Normal forms were designed to make data maintenance simple. If Prince changes his name again, voila, just one row is updated. But if you want your web pages to render as fast as possible, then 3rd normal isn't your best plan. Yes, every one is correct that it will do a 7 way join no problem, but that will be dozens of i/o's... index lookup on every table then table access by rowid, then again and again. If you denormalize for webpage loading speed you may do 2 or 3 i/o's. Which will also allow for greater scaling since every page hit will need fewer i/o's to complete, you'll be able to do more simultaneous hits before maxing your i/o.
But there's no reason not to do both. you can keep the base data, the official copy in a normal form, then write a script that can generate a denormal table for web performance. If it's not that big, you can regen the whole thing in a few minute of maintenance downtime. If it is very big, you may need to be smart about the update and only change what needs to be keeping change vectors in an intermediate driving table.
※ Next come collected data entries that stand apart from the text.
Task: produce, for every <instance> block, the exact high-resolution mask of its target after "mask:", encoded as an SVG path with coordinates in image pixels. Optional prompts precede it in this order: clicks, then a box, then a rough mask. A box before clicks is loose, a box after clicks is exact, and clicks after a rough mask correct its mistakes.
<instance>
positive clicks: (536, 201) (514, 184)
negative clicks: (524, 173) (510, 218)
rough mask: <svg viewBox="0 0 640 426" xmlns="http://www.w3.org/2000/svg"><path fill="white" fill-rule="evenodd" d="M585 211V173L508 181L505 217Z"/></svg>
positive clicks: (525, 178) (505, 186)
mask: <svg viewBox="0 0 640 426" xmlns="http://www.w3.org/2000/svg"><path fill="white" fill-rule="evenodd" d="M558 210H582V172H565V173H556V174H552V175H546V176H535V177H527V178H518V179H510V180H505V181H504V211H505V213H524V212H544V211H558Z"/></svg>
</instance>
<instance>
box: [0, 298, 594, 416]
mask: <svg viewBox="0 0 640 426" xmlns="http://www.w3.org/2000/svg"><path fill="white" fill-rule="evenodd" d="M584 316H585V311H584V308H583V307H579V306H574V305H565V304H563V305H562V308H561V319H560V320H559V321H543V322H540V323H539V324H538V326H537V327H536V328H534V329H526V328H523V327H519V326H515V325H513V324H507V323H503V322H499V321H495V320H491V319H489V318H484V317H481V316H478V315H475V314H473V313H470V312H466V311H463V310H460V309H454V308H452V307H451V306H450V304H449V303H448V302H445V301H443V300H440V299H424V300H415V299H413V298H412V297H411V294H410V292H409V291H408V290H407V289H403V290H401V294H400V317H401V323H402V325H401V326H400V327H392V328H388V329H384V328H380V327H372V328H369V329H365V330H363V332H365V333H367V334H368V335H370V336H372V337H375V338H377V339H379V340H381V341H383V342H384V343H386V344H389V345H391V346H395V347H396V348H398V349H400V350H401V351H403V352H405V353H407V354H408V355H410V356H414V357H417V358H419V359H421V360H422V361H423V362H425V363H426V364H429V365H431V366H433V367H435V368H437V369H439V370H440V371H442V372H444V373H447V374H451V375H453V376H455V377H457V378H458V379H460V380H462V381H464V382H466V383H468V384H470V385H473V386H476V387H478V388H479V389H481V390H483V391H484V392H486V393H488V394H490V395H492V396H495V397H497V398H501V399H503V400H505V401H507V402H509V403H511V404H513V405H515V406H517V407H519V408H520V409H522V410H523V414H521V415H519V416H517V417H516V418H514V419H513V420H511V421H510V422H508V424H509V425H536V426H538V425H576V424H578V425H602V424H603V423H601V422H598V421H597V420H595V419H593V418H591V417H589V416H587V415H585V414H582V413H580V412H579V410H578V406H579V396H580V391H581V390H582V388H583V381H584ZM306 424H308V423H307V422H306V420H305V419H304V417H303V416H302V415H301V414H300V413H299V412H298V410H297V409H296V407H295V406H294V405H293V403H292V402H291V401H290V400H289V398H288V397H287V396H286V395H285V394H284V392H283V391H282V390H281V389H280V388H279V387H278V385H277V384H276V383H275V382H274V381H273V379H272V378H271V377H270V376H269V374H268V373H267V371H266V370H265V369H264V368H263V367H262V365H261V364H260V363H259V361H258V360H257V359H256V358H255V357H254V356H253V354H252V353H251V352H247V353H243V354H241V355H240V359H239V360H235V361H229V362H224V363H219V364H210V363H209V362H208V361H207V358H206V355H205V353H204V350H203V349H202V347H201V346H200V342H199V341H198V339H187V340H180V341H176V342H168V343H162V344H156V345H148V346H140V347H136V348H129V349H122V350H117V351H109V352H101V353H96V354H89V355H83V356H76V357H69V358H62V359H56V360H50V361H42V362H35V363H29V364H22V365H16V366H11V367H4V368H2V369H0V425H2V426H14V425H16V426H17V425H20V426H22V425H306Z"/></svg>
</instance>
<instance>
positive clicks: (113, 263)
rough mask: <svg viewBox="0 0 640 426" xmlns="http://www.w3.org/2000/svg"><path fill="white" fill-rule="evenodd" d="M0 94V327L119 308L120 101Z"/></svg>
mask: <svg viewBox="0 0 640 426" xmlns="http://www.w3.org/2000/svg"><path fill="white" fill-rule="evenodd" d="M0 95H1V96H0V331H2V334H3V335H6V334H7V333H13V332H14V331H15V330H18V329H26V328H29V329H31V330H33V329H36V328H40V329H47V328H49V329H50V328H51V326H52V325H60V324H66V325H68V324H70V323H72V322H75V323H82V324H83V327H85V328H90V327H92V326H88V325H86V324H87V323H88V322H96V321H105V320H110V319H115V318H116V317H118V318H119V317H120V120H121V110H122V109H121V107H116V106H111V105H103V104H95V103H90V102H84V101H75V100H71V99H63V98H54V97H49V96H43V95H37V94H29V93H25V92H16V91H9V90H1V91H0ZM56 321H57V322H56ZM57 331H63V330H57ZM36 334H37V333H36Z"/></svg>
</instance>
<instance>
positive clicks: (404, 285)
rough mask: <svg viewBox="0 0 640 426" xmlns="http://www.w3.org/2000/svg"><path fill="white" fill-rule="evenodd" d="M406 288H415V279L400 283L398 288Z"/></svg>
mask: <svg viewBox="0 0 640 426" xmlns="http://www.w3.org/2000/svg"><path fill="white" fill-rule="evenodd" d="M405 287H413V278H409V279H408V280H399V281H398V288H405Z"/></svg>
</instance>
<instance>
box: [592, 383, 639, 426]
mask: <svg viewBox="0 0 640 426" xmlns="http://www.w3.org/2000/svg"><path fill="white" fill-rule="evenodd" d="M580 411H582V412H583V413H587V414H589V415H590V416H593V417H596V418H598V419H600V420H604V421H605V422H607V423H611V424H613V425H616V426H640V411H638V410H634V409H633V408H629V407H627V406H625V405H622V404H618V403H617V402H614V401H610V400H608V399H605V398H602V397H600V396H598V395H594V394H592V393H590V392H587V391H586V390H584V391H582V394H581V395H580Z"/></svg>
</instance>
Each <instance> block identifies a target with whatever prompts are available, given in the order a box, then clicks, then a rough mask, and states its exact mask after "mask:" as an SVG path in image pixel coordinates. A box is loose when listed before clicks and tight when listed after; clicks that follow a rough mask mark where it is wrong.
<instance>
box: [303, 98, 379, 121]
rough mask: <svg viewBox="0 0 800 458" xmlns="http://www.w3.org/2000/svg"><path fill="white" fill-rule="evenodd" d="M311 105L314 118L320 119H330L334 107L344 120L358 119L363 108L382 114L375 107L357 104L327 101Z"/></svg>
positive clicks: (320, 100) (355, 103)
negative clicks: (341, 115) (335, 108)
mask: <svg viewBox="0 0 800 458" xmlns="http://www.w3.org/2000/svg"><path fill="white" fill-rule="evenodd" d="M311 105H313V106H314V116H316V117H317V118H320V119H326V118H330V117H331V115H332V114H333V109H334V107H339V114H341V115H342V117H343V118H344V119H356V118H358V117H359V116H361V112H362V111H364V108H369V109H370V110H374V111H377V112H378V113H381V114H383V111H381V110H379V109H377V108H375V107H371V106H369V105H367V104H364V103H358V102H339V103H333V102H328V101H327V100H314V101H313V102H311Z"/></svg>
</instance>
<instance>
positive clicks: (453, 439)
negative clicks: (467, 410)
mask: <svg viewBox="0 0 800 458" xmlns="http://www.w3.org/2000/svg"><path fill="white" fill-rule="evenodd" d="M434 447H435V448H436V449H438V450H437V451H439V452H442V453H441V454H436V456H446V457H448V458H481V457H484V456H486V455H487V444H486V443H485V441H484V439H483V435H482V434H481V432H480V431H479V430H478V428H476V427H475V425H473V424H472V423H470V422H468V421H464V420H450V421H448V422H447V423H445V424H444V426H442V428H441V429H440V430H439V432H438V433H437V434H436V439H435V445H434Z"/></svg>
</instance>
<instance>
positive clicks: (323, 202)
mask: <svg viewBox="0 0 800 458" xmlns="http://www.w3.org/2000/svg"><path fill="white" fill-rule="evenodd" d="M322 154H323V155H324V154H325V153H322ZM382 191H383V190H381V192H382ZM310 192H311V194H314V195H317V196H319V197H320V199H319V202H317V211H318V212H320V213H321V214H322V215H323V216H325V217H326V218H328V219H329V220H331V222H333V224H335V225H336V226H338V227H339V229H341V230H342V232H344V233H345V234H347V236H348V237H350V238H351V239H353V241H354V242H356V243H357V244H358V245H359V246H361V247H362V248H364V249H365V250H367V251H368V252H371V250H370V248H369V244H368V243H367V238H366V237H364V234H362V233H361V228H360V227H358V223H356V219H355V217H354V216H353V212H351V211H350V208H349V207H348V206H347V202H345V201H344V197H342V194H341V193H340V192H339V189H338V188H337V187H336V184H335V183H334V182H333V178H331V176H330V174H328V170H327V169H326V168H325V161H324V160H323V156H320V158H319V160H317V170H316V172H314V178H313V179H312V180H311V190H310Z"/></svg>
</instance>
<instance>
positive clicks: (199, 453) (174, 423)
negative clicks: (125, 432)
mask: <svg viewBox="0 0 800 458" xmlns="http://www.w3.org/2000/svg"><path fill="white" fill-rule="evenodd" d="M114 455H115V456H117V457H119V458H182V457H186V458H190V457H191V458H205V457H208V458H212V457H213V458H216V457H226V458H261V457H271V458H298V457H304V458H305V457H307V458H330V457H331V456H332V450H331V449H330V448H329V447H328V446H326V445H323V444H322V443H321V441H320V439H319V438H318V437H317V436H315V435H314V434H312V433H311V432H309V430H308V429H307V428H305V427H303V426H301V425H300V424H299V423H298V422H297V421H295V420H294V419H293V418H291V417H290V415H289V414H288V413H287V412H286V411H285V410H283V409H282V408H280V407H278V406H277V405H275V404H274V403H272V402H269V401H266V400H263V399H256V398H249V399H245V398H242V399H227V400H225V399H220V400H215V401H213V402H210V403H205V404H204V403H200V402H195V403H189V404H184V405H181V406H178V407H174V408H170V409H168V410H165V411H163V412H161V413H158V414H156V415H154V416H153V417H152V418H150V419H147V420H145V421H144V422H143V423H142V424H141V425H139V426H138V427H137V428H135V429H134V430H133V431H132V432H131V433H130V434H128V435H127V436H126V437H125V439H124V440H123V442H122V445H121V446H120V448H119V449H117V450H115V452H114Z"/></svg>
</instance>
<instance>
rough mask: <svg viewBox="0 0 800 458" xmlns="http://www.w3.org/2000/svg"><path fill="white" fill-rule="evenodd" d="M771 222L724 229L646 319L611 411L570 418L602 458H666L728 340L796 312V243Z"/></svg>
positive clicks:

But at the heart of your design I have a question.
Artist names change over time. John Cougar became John Cougar Melonhead (or something) and then later he became John Mellancamp. Do you care which John did a song? will you stamp the entries with from and to valid dates?
It looks like you have a 1-n relationship from artists to albums but that really should many-many.
Sometimes the same album is released more than once, with different included tracks and sometimes with different names for a track. Think international releases. Or bonus tracks. How will you know that's all the same album?
If you don't care about those details then why bother with normalization? If Jon and Vangelis is 1 artist, then there is simply no need to normalize. You're not interested in the answers normalization will provide.